However, if instead, Donald Trump, China, and even the Australian Government are permitted, even encouraged, to politicise a pandemic and use the WHO to have a go at each other, or as a diversion from arguably glaring personal incompetencies in the case of Mr Trump, or from catastrophic institutional failures and coverups in the case of China, in the middle of a pandemic, we all lose.
It is unfathomably irresponsible for certain politicians and media organisations to engage in a verging on the hysterical, ill-timed, and very distracting campaign against the WHO in the midst of a global pandemic.
Of course, like any bureaucracy, the WHO is also ripe for some organisational reforms going forward, but that should wait until the world gets the upper hand on the COVID-19 pandemic, which arguably should not have been a huge surprise to nations given the repeated warnings of such an event over the better part of the past two decades, and some recent scares, from Ebola to SARS, MERS, and the swine flu.

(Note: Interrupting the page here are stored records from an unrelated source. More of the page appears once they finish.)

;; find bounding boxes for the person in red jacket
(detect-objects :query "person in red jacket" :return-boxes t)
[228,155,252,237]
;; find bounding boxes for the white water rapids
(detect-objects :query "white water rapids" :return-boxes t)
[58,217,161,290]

Is the WHO perfect? Of course not.
Have they made mistakes? Of course, but let’s not overlook that it is an international body operating on a consensus basis, so any failings of the WHO are arguably a collective international failing.
Can all the problems with the COVID-19 response blamed on the WHO? Absolutely not.

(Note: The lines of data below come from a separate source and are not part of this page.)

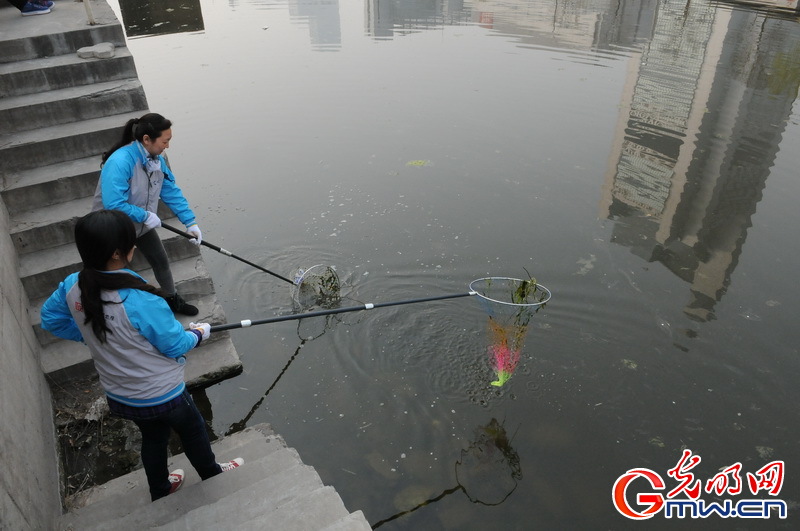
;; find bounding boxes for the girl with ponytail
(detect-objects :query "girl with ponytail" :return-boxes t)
[41,210,243,500]
[92,113,203,315]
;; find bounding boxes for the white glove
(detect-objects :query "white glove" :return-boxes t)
[189,323,211,339]
[186,223,203,245]
[144,211,161,230]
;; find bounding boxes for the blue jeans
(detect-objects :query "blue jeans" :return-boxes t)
[111,391,222,501]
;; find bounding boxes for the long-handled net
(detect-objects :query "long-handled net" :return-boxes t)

One only needs to observe the limited spread of COVID-19 so far in nations such as Australia, New Zealand, or Greece, to see the critical difference between nations with complacent governments and arguably highly incompetent responses to the emerging pandemic, vis-à-vis governments that took responsibility, and timely and decisive action.

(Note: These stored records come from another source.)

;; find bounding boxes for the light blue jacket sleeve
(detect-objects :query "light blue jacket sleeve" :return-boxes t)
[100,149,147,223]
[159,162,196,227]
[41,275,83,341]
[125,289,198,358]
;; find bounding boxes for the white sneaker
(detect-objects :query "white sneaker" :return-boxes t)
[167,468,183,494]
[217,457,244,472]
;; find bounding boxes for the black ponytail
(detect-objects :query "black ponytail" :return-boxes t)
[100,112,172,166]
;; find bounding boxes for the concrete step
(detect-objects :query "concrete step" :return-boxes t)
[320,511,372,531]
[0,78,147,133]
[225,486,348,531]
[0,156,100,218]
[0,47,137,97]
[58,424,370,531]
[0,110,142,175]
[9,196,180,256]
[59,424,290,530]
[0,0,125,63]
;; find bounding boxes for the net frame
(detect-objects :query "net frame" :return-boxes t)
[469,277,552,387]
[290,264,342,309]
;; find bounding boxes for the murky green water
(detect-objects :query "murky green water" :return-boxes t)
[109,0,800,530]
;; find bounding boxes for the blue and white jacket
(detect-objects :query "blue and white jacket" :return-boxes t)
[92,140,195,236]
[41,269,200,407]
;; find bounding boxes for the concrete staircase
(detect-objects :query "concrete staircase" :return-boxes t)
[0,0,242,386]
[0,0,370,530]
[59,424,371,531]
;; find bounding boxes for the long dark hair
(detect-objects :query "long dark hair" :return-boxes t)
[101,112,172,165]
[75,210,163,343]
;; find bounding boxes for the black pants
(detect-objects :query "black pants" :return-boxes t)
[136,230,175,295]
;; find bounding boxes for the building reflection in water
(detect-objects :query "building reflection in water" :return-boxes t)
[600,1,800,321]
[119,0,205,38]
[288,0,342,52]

Further, some of the countries hardest hit by the COVID-19 pandemic have a track record of senior government officials systematically denying the severity and dangers of the growing pandemic despite the emerging reality of the situation, and a lack of sensible, evidence-based planning, such as the highly questionable initial concept of building up ‘herd immunity’ in the UK by permitting the virus to spread, that resulted in early failures to prepare, ill-considered decisions along the way, and catastrophic long-term consequences, but catastrophic consequences entirely of their own makings.
The beginning – 2019
What we know so far is that on 10 December 2019, Wei Guixian, a seafood merchant at Wuhan’s Huanan market, started to feel sick and presented herself at a local health clinic, later becoming one of the first known SARS-CoV-2 infections in China.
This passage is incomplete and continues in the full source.